Impactos do Ozempic na Saúde Bucal
O uso de canetas emagrecedoras, como o Ozempic, teve um crescimento expressivo de 88% no Brasil em 2025, de acordo com o Conselho Federal de Farmácia (CFF). Essa tendência tem gerado preocupações entre especialistas, especialmente em relação aos efeitos colaterais que podem afetar a saúde bucal. Entre as queixas mais mencionadas está o chamado “bafo de Ozempic”, um termo que ganhou popularidade nas redes sociais e se refere a episódios de mau hálito associados a esses tratamentos.
O Ozempic, que contém semaglutida, é um medicamento originalmente indicado para o controle do diabetes tipo 2. Entretanto, seu uso se expandiu para o emagrecimento, sendo amplamente adotado por pessoas que buscam perda de peso. Além dos efeitos colaterais já conhecidos, como náuseas e refluxo, surgem relatos preocupantes de alterações no hálito, o que levou o Conselho Federal de Odontologia (CFO) a emitir orientações sobre o tema.
Repercussões na Saúde Bucal
Leonardo Acioli, dentista e CEO da rede SorriaMed, observa que a queixa sobre o hálito tem se tornado cada vez mais comum em consultórios. “Nos últimos meses, temos recebido muitos pacientes que relatam alterações no hálito devido ao uso dessas medicações. É fundamental que os profissionais de saúde bucal estejam prontos para lidar com esses casos”, explica.

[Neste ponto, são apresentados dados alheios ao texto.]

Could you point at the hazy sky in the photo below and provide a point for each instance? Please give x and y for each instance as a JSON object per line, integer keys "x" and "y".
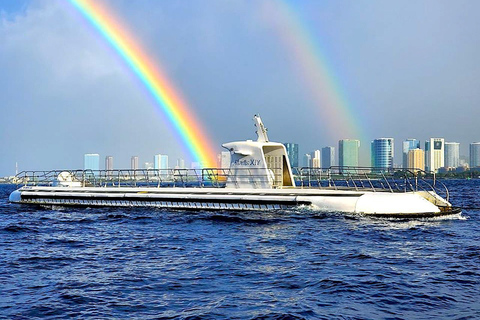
{"x": 406, "y": 69}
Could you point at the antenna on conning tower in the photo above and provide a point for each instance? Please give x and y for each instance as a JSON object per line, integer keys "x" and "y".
{"x": 261, "y": 130}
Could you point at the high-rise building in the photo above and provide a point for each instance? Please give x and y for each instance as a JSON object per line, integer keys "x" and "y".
{"x": 91, "y": 161}
{"x": 148, "y": 165}
{"x": 160, "y": 162}
{"x": 316, "y": 159}
{"x": 408, "y": 145}
{"x": 416, "y": 159}
{"x": 134, "y": 163}
{"x": 108, "y": 163}
{"x": 348, "y": 150}
{"x": 382, "y": 153}
{"x": 452, "y": 154}
{"x": 475, "y": 155}
{"x": 434, "y": 154}
{"x": 328, "y": 157}
{"x": 180, "y": 164}
{"x": 225, "y": 160}
{"x": 292, "y": 152}
{"x": 307, "y": 160}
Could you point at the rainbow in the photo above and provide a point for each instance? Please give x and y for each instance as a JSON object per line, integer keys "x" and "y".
{"x": 190, "y": 132}
{"x": 335, "y": 112}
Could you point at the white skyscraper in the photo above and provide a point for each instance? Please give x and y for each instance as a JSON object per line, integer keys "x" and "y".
{"x": 108, "y": 163}
{"x": 382, "y": 153}
{"x": 225, "y": 160}
{"x": 434, "y": 154}
{"x": 408, "y": 145}
{"x": 452, "y": 154}
{"x": 328, "y": 157}
{"x": 475, "y": 155}
{"x": 134, "y": 163}
{"x": 307, "y": 160}
{"x": 91, "y": 161}
{"x": 160, "y": 162}
{"x": 180, "y": 164}
{"x": 316, "y": 160}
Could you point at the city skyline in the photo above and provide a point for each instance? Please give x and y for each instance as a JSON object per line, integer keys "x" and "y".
{"x": 229, "y": 62}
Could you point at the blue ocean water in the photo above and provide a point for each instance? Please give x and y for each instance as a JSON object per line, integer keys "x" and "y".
{"x": 134, "y": 263}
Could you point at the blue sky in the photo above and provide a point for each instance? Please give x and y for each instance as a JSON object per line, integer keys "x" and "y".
{"x": 410, "y": 69}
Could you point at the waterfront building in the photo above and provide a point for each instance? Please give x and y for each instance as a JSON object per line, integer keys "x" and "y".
{"x": 91, "y": 161}
{"x": 348, "y": 150}
{"x": 408, "y": 145}
{"x": 292, "y": 152}
{"x": 316, "y": 160}
{"x": 225, "y": 160}
{"x": 134, "y": 163}
{"x": 328, "y": 157}
{"x": 416, "y": 159}
{"x": 434, "y": 154}
{"x": 382, "y": 153}
{"x": 452, "y": 154}
{"x": 108, "y": 163}
{"x": 180, "y": 164}
{"x": 475, "y": 155}
{"x": 160, "y": 162}
{"x": 148, "y": 165}
{"x": 307, "y": 160}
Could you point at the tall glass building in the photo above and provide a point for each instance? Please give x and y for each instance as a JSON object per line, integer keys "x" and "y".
{"x": 108, "y": 163}
{"x": 475, "y": 155}
{"x": 307, "y": 160}
{"x": 316, "y": 160}
{"x": 408, "y": 145}
{"x": 292, "y": 152}
{"x": 348, "y": 150}
{"x": 382, "y": 153}
{"x": 416, "y": 159}
{"x": 160, "y": 161}
{"x": 328, "y": 157}
{"x": 91, "y": 161}
{"x": 134, "y": 163}
{"x": 434, "y": 154}
{"x": 452, "y": 154}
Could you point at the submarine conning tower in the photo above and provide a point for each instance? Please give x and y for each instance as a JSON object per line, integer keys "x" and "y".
{"x": 259, "y": 164}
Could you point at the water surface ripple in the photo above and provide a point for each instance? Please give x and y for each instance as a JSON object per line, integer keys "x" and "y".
{"x": 138, "y": 263}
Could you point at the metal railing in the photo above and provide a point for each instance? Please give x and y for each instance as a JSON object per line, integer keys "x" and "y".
{"x": 370, "y": 178}
{"x": 338, "y": 178}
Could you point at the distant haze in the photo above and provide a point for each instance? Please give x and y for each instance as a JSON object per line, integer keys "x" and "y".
{"x": 409, "y": 69}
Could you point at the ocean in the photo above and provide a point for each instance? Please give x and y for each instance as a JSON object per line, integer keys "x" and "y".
{"x": 136, "y": 263}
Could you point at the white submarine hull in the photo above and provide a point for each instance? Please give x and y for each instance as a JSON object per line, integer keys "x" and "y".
{"x": 359, "y": 202}
{"x": 259, "y": 178}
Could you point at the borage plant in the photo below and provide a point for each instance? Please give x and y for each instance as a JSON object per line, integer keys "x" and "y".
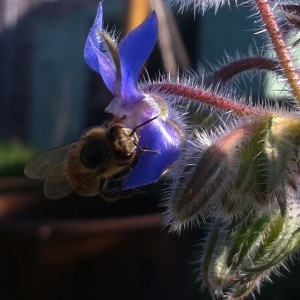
{"x": 237, "y": 171}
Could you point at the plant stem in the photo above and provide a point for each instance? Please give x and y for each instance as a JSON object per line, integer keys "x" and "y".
{"x": 279, "y": 46}
{"x": 220, "y": 102}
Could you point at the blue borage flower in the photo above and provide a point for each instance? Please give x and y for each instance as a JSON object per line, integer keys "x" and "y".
{"x": 120, "y": 67}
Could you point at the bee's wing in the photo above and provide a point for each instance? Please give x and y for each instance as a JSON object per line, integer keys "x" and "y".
{"x": 49, "y": 165}
{"x": 56, "y": 185}
{"x": 40, "y": 166}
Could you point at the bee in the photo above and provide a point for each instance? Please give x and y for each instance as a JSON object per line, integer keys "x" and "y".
{"x": 96, "y": 164}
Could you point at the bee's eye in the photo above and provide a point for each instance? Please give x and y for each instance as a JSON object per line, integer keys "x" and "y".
{"x": 93, "y": 153}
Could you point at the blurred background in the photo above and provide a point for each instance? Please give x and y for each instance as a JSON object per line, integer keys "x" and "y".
{"x": 79, "y": 248}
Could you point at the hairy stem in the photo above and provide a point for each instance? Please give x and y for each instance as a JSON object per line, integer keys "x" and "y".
{"x": 280, "y": 47}
{"x": 220, "y": 102}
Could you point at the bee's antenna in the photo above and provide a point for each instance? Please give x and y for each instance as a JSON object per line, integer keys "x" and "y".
{"x": 144, "y": 123}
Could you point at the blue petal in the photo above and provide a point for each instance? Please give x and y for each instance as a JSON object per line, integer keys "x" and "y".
{"x": 134, "y": 50}
{"x": 97, "y": 60}
{"x": 159, "y": 136}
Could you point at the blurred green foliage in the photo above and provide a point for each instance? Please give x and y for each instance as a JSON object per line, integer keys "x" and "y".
{"x": 13, "y": 157}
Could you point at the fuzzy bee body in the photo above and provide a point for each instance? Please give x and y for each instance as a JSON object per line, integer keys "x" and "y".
{"x": 96, "y": 164}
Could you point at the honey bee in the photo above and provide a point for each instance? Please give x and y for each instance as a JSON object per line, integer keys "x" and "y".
{"x": 96, "y": 164}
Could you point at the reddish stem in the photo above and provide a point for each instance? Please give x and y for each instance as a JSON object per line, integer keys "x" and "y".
{"x": 225, "y": 104}
{"x": 279, "y": 46}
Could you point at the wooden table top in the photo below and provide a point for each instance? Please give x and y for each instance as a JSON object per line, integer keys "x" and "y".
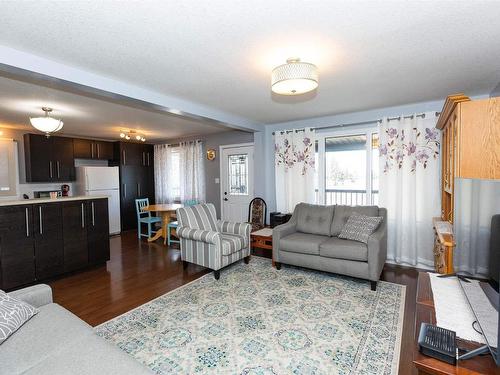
{"x": 163, "y": 207}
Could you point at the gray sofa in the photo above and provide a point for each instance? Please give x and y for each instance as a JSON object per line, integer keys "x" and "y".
{"x": 310, "y": 239}
{"x": 55, "y": 342}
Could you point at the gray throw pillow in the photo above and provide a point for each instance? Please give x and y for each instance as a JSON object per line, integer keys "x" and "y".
{"x": 359, "y": 227}
{"x": 13, "y": 314}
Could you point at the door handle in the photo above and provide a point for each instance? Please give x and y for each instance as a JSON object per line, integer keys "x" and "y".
{"x": 83, "y": 217}
{"x": 40, "y": 218}
{"x": 27, "y": 223}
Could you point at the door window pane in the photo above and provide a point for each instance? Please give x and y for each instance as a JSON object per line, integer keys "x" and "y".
{"x": 374, "y": 172}
{"x": 345, "y": 170}
{"x": 238, "y": 174}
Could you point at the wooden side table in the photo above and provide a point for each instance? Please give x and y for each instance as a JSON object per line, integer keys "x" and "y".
{"x": 262, "y": 239}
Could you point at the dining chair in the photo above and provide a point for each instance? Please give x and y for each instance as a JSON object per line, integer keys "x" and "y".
{"x": 144, "y": 217}
{"x": 175, "y": 224}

Embora o mau hálito não seja um efeito colateral direto das canetas emagrecedoras, ele pode surgir a partir das alterações que esses medicamentos causam no organismo. Daniele Carvalhal de Almeida Beltrão, gastroenterologista e membro da Federação Brasileira de Gastroenterologia, esclarece que a questão é complexa e multifatorial. “Não é um efeito primário da medicação, mas uma consequência provável no contexto clínico”, afirma.
Um dos fatores que contribui para o mau hálito é o retardo do esvaziamento gástrico, um efeito esperado ao se usar canetas como Ozempic. A permanência prolongada dos alimentos no estômago pode resultar em maior fermentação, gerando gases e compostos voláteis que afetam o hálito. “Com o trânsito intestinal mais lento, a fermentação dos alimentos aumenta, o que gera gases perceptíveis no hálito”, detalha Acioli.
Xerostomia e Outros Fatores Contribuintes
Outro aspecto a ser considerado é a xerostomia, que é a diminuição na produção de saliva. A saliva é essencial para manter a saúde bucal, pois ajuda a limpar a cavidade oral e a controlar o crescimento de bactérias. Quando sua produção é reduzida, há um aumento no acúmulo de biofilme bacteriano, o que pode ocasionar mau odor. Claudia Utsch Braga, professora de gastroenterologia e membro da Sociedade Brasileira de Endoscopia Digestiva, ressalta que a estase gástrica, o refluxo e a cetose, que comumente ocorrem em dietas restritivas, também podem intensificar esse problema. “A fermentação dos alimentos resulta na produção de gases sulfurosos, que são responsáveis pelo mau hálito. Além disso, o jejum prolongado pode induzir a cetose, provocando um odor característico”, afirma.
Ainda que muitos relatos tenham surgido, a frequência exata desse sintoma não está claramente definida em estudos clínicos. A halitose não é um desfecho comumente avaliado nas pesquisas sobre esses medicamentos, o que pode levar a uma subnotificação do problema. “A halitose não é descrita entre os efeitos adversos mais comuns nas bulas, então acreditamos que sua ocorrência seja relativamente rara”, observa Daniele.
Medidas Preventivas e Cuidados Necessários
Para prevenir o mau hálito, especialistas sugerem algumas práticas simples. Manter uma boa hidratação, evitar longos períodos de jejum e adotar uma rotina rigorosa de higiene bucal são essenciais. Isso inclui escovação adequada, uso de fio dental e limpeza da língua. Daniele enfatiza: “A higiene oral deve ser rigorosa, especialmente a limpeza da língua, que é uma das principais fontes de compostos que geram mau odor.”
Além disso, o uso de enxaguantes bucais específicos pode complementar os cuidados diários. Do ponto de vista gastrointestinal, fracionar as refeições e evitar alimentos de digestão lenta pode ajudar a minimizar os sintomas. Segundo Claudia, “em caso de dúvidas, o gastroenterologista é o profissional mais indicado para orientação, podendo solicitar exames e avaliar a melhor conduta para o paciente, incluindo a possível suspensão da medicação, se necessário.”